Die Pearson-Korrelation ist ein weit verbreitetes statistisches Verfahren, das oft in psychologischen Studien verwendet wird, um lineare Zusammenhänge zwischen zwei Variablen zu messen. In diesem Artikel erkläre ich dir, was die Pearson-Korrelation ist, welche Voraussetzungen erfüllt sein müssen und wie du sie mit R Studio berechnest.


Was ist die Pearson-Korrelation?


Die Pearson-Korrelation, oft auch als Produkt-Moment-Korrelation bezeichnet, misst die Stärke und Richtung der linearen Beziehung zwischen zwei kontinuierlichen Variablen.
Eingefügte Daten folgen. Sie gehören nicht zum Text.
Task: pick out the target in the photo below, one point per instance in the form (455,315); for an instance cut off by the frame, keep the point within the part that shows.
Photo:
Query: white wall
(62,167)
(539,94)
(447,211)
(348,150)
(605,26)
Der Korrelationskoeffizient r nimmt Werte zwischen -1 und +1 an:

  • +1: Perfekte positive Korrelation (beide Variablen steigen gemeinsam)

  • -1: Perfekte negative Korrelation (eine Variable steigt, während die andere sinkt)

  • 0: Keine lineare Beziehung zwischen den Variablen

Die Pearson-Korrelation wird häufig verwendet, um Zusammenhänge in Bereichen wie Psychologie, Soziologie und Medizin zu untersuchen. Sie eignet sich besonders gut für intervallskalierte Daten und ermöglicht es, Zusammenhänge in einfachen, interpretierbaren Zahlen auszudrücken. Beispielsweise könnte man untersuchen, wie das Selbstwertgefühl mit der Lebenszufriedenheit zusammenhängt.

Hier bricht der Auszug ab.